Katy enjoys writing here at the Reformed Journal about the small things that give us pause and point us to great wonder, the things that make our hearts glad and remind us of where our hope comes from. You can find more of Katy’s writing through Words of Hope free daily devotionals, and in Guideposts’ All God’s Creatures: Daily Devotions for Animal Lovers. Give Katy a good book, a pretty view, or a meal around the table with laughing people and she’ll say, “All is well.”


  • Daniel Meeter says:

    Keep writing! Yes, the bigness of small things.

  • Ed Starkenburg says:

    Beautiful thoughts and writing! Thanks!!

  • Arika says:

    “Life is never all easy, or all hard, but we do what we can to take it all in stride as the clock ticks.” Yes, indeed! And it is always wonderful to catch a glimpse of a friend’s face (yours!) in the racing chaos of an after-school pickup line on day 2 of middle school. No time to stop and savor a conversation or even a hello, but just enough time to grasp a small sweetness as the clock ticks. And off we go!

  • Phyllis Roelofs says:

    From my perch in retirement, after a satisfying career, time has taken on a different feel. I’m more willing to have someone, with only a few items, cut in front of me in the checkout line or seemingly in a hurry on the highway. After all, what’s the hurry, if I plan well I can wait, I’m retired, I have time, I love it.

    • Katy Sundararajan says:

      This is something that fascinates me— the fact that time really does feel so different in different seasons of life.

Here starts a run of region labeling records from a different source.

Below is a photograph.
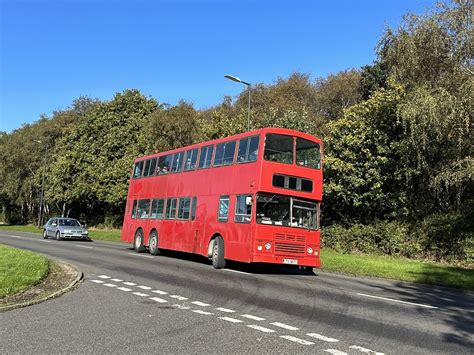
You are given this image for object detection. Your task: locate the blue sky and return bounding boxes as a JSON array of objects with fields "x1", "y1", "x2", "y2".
[{"x1": 0, "y1": 0, "x2": 434, "y2": 132}]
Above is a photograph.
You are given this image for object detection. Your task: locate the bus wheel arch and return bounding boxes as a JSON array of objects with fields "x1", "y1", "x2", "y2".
[
  {"x1": 209, "y1": 234, "x2": 225, "y2": 269},
  {"x1": 148, "y1": 228, "x2": 160, "y2": 255},
  {"x1": 133, "y1": 228, "x2": 145, "y2": 253}
]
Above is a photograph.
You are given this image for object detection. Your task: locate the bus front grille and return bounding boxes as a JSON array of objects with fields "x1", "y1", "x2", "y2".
[
  {"x1": 275, "y1": 234, "x2": 306, "y2": 243},
  {"x1": 275, "y1": 242, "x2": 304, "y2": 254}
]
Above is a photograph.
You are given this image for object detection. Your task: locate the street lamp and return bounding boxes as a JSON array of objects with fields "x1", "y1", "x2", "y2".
[
  {"x1": 224, "y1": 74, "x2": 250, "y2": 131},
  {"x1": 33, "y1": 139, "x2": 48, "y2": 228}
]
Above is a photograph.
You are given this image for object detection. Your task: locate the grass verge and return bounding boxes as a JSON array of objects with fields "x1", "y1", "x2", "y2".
[
  {"x1": 321, "y1": 249, "x2": 474, "y2": 290},
  {"x1": 0, "y1": 244, "x2": 49, "y2": 299},
  {"x1": 0, "y1": 225, "x2": 474, "y2": 290},
  {"x1": 0, "y1": 224, "x2": 120, "y2": 242}
]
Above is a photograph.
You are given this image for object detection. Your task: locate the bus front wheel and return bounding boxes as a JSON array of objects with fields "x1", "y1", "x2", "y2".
[
  {"x1": 212, "y1": 236, "x2": 225, "y2": 269},
  {"x1": 148, "y1": 231, "x2": 160, "y2": 255},
  {"x1": 133, "y1": 229, "x2": 145, "y2": 253}
]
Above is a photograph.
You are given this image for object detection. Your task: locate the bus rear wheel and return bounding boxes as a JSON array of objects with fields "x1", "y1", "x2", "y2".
[
  {"x1": 133, "y1": 229, "x2": 145, "y2": 253},
  {"x1": 212, "y1": 236, "x2": 225, "y2": 269},
  {"x1": 148, "y1": 231, "x2": 160, "y2": 255}
]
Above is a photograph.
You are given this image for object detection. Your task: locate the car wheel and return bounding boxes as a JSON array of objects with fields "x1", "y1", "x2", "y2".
[
  {"x1": 212, "y1": 236, "x2": 225, "y2": 269},
  {"x1": 133, "y1": 229, "x2": 145, "y2": 253},
  {"x1": 148, "y1": 231, "x2": 160, "y2": 255}
]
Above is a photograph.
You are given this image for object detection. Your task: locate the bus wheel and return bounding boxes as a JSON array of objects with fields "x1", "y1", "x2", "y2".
[
  {"x1": 148, "y1": 231, "x2": 160, "y2": 255},
  {"x1": 212, "y1": 236, "x2": 225, "y2": 269},
  {"x1": 133, "y1": 229, "x2": 145, "y2": 253}
]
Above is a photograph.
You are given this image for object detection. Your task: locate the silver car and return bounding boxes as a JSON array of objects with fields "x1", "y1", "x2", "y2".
[{"x1": 43, "y1": 217, "x2": 90, "y2": 240}]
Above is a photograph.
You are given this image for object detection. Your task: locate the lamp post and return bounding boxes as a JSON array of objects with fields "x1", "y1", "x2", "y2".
[
  {"x1": 224, "y1": 74, "x2": 250, "y2": 131},
  {"x1": 33, "y1": 139, "x2": 48, "y2": 228}
]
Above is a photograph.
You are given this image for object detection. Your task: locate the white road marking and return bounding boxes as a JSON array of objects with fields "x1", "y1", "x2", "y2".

  • Time is one of the great mysteries. I used to take it for granted, but in this last trimester of my life, I am learning to dearly treasure the Moment. Each is a gift.

  • Jon says:

    When it comes to reflections on time, I must recommend “Einstein’s Dreams” by Alan Lightman. It’s a series of brief fictional vignettes about how we might experience the world if time operated one way or another. No scientific knowledge is necessary. It’s simply beautiful, especially the one on how parents and kid’s experience time differently.

  • Emily Jane VandenBos Style says:

    Thank you for these paragraphs of reflection on time. I appreciate all that the Greek language words chronos & kairos hold about time. We live in its currents; its essence & flow resides within us as well.

  • James C Dekker says:

    Then there’s the eternity that never ends when I’m trying to back our trailer into the driveway in a normally unbusy time, but then our 3 way intersection fille instantly with impatient drivers from all 3 directions feeling offended by my 3rd futile attempt. Thank you, Katy.

    • Katy Sundararajan says:

      Oh, I feel that one!! While working at Cran Hill Ranch, I had to drive the bus with the tubing trailer attached… backing a trailer is one of my least favorite things to spend time doing!

  • Wes and Joyce Kiel says:

    Wes reminded me: God has made everything beautiful in its time. He has also set eternity in the hearts of men so that they cannot fathom what God has done from beginning to end.
    Ecll 3:11ff

    I’ll chew on that for awhile. Thanks Katy for beginning this delicious conversation.